Being outside your bubble isn’t easy, but necessary


Aaron Weatherford, The Chart

Street-side diners in Paris are everywhere. While visiting Paris, students and faculty were able to enjoy the diners as part of the cultural experience.

Earlier this year, I was eccstatic at the idea of going to Paris. Paris has always been a destination on my bucket list. It is a city of lights, love, mystery and history.

Prior to France this year, I have been to nearly a dozen countries around the world. However, this experience would be different because I was going abroad of my own choosing. 

I (like many others) wanted to to visit La Tour Eiffel, Musée du Louvre and take a boat cruise through Paris on La Seine.

My greatest memory from Paris this year cannot be narrowed to one, so I’ll try to narrow to two. 

My top two memories are walking around the top of the Eiffel Tower taking in the majestic view of Paris at 11 p.m., and enjoying a cup of café with our group at a street-side diner. 

In every new environment, I try to look for things which are unique and different. What is so different about Paris than Joplin? To start with, everything. 

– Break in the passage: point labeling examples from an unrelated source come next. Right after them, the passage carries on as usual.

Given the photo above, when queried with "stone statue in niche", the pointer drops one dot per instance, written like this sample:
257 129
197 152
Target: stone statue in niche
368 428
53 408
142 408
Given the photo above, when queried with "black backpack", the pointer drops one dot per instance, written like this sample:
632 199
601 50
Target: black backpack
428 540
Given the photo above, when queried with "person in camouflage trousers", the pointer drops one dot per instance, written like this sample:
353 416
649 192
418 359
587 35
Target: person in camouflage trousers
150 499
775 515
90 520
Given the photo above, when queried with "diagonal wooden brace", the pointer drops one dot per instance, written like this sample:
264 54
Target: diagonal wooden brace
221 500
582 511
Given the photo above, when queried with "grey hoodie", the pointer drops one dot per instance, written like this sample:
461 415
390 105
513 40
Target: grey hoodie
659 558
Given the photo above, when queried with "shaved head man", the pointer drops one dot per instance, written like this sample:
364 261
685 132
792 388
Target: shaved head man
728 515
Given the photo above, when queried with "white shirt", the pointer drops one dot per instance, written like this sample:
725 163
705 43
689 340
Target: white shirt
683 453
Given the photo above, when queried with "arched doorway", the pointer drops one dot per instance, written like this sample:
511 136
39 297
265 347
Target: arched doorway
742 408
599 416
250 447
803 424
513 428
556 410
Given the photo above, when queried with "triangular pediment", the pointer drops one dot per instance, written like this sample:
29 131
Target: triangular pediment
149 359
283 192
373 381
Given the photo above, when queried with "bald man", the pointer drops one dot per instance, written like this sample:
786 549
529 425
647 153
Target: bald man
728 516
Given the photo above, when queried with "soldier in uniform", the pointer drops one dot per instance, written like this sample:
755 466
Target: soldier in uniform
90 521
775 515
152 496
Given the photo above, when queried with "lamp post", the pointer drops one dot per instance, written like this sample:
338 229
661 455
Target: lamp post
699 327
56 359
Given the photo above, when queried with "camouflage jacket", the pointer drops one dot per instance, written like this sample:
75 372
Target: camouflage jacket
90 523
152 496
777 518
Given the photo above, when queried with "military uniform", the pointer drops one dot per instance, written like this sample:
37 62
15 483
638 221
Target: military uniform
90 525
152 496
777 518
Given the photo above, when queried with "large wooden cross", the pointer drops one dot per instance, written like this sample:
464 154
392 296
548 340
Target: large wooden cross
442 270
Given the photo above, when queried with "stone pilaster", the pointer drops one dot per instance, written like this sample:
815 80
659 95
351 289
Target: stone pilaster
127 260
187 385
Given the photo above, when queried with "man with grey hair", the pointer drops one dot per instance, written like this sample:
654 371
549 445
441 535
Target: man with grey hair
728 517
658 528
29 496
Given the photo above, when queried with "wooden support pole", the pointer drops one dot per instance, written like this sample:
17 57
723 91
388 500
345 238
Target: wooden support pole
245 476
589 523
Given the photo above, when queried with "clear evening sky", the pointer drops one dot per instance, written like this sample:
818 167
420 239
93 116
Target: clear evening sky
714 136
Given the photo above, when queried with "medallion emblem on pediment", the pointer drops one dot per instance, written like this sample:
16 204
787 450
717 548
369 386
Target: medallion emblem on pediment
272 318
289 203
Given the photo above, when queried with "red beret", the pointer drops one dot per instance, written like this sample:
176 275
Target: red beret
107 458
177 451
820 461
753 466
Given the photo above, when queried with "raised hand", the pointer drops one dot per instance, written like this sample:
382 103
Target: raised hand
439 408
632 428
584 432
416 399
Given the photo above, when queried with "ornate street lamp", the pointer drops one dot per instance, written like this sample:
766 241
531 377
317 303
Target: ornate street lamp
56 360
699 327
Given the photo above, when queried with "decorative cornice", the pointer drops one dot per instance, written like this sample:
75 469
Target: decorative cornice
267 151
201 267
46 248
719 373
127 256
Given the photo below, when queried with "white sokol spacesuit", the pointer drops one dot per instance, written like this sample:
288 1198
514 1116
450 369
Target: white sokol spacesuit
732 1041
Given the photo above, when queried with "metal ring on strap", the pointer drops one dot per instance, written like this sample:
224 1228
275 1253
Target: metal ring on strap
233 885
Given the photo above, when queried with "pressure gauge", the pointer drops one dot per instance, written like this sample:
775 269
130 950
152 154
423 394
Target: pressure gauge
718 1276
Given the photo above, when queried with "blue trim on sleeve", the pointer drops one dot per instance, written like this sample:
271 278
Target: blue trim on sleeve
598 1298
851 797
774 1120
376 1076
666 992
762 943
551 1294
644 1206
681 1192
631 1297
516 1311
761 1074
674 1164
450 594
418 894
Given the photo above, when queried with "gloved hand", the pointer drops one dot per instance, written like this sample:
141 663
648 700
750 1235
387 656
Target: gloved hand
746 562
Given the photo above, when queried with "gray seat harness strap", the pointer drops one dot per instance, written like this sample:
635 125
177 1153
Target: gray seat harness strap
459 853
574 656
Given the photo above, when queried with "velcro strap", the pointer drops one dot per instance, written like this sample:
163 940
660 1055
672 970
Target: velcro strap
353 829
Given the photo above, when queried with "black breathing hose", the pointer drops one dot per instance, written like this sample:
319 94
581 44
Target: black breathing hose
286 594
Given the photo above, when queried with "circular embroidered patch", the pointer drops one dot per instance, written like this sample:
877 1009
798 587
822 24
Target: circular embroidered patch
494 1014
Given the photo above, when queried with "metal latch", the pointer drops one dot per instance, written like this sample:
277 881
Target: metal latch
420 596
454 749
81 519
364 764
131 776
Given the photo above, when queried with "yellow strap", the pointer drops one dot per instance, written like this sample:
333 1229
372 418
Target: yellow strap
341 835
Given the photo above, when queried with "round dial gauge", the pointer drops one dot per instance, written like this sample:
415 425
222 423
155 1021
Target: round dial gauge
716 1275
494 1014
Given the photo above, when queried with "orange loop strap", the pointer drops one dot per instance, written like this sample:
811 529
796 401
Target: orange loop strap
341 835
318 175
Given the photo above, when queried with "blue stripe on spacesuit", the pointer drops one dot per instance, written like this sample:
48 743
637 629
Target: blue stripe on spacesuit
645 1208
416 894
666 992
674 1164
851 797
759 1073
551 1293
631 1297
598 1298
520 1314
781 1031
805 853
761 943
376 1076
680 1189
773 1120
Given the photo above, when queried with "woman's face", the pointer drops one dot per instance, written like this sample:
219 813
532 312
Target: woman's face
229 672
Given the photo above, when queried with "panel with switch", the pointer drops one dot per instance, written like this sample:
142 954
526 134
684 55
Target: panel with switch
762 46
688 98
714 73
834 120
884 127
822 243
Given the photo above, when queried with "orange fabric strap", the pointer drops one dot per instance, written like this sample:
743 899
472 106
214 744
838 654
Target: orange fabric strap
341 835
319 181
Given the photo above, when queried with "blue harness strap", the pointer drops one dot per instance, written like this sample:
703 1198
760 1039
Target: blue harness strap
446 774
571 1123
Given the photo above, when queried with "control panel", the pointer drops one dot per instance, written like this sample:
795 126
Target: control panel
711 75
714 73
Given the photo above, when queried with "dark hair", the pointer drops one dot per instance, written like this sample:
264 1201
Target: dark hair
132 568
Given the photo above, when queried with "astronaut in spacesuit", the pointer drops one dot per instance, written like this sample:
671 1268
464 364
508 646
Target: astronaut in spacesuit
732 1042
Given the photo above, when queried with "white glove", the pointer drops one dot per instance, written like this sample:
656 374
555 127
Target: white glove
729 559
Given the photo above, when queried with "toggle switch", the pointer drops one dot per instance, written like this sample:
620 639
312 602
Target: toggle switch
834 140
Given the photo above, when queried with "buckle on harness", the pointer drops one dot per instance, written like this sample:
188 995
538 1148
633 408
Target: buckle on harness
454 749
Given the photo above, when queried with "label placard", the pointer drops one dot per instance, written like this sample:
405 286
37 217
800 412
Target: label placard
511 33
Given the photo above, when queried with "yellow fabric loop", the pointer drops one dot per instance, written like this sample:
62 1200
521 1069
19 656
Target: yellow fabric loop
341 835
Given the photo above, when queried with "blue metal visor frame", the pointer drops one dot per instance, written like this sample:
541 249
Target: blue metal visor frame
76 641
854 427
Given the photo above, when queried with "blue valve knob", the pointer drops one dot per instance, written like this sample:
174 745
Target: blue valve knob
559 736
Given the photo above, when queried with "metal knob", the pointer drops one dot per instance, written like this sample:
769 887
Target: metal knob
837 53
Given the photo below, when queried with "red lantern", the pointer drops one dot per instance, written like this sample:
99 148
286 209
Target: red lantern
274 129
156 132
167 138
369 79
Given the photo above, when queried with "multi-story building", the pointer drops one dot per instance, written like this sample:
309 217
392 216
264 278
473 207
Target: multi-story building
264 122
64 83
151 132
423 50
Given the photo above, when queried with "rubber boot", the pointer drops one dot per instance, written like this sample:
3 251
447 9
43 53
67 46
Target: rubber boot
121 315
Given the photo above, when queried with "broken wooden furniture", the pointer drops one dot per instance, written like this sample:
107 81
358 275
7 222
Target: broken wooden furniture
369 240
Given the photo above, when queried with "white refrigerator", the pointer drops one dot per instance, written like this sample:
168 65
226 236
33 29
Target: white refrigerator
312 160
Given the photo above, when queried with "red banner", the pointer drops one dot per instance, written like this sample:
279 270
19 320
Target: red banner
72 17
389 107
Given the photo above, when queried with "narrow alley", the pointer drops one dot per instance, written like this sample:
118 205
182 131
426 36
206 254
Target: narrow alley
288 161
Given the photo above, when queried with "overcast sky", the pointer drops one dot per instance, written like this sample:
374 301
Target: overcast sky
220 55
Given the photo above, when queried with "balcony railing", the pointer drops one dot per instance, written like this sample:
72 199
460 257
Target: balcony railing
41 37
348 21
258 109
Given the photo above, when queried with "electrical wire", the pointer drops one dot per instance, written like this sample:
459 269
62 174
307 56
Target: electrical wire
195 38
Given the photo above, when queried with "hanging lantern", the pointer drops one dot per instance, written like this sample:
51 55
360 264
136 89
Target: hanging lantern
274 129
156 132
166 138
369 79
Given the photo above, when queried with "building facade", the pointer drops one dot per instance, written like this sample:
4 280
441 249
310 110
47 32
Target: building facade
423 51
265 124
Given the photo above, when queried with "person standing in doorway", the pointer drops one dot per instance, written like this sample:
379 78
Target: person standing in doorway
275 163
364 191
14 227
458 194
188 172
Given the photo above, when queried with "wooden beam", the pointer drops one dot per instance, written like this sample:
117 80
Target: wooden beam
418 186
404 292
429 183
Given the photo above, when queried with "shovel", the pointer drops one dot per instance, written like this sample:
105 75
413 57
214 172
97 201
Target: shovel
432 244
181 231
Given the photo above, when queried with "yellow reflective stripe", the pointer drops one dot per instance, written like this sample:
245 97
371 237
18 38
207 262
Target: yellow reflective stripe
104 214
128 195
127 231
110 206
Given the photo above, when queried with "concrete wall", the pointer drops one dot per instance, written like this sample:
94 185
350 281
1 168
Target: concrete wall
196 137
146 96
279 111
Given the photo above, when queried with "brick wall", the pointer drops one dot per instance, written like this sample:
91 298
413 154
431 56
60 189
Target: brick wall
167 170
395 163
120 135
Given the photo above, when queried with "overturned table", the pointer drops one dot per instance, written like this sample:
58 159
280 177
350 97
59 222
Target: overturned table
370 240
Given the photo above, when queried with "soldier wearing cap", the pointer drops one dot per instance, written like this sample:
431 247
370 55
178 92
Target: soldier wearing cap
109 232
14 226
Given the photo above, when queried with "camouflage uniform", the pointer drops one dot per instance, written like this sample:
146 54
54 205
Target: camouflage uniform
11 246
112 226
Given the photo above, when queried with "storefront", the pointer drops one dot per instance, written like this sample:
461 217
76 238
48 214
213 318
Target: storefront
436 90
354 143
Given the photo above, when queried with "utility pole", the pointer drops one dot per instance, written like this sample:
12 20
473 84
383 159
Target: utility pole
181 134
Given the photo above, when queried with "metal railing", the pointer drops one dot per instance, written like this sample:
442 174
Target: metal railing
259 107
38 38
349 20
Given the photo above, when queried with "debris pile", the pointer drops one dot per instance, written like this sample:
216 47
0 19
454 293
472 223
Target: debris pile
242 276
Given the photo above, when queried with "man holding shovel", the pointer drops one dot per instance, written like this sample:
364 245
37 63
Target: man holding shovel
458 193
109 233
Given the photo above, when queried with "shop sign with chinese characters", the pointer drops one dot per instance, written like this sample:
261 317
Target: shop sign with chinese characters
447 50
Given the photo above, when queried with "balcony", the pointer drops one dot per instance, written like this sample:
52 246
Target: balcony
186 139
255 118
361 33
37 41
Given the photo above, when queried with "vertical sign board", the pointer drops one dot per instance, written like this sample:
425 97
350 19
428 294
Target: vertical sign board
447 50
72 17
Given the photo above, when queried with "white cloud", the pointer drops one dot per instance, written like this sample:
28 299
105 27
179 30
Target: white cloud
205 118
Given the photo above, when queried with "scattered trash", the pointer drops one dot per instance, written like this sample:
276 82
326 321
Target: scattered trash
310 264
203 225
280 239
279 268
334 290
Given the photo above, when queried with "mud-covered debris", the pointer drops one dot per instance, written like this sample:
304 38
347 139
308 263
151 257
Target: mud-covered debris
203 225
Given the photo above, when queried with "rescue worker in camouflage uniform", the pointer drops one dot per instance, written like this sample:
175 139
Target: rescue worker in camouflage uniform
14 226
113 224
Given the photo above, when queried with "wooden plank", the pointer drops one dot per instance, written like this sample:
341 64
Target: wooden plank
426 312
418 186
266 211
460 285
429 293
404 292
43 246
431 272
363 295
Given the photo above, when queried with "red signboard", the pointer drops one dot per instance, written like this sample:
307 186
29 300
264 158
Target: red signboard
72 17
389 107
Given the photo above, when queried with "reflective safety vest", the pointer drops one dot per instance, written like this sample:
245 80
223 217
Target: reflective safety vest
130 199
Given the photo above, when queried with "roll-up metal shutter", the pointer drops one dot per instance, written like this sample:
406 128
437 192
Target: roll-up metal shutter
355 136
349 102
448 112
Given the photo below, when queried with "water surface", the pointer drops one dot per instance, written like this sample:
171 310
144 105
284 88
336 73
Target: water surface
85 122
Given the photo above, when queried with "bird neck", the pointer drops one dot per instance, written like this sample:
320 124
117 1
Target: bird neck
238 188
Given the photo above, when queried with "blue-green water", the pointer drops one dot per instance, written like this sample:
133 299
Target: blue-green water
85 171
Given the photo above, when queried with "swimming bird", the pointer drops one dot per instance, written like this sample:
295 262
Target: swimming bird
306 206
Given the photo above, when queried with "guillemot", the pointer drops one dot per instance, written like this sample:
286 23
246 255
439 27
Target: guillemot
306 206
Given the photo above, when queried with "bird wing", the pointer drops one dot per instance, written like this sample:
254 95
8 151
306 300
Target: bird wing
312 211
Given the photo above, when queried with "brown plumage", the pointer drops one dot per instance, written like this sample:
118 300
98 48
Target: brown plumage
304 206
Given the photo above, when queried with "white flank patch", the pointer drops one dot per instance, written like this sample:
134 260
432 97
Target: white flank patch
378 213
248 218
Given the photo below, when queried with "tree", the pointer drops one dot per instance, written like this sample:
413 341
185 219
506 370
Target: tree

Upon arrival, I could not speak French or navigate the metro. And I would frequently look over my shoulder to see if I was being followed. 

Being out of my comfort zone was uncomfortable at first, but it made the experience that much more memorable. Knowing you can be out of your “bubble” and survive is a great piece of knowledge.

Here in the four-state area, we are in our bubble. We know where things are, we know we are relatively safe in the area.

However, to live and grow, we need to get out of our comfort bubble and embrance new places, things and ideas.

I was fortunate to have visited this city with great people. Ian, Levi, Slavings, Olive and others made the trip enjoyable. Yet at the end, I was sad the trip was over.

Even though the recent attacks by a group of lily-livered scumbags has put everyone on edge, we must continue to live our lives. 

Yes, just like after 9/11, we should be cautious, but not let fear overtake our lives.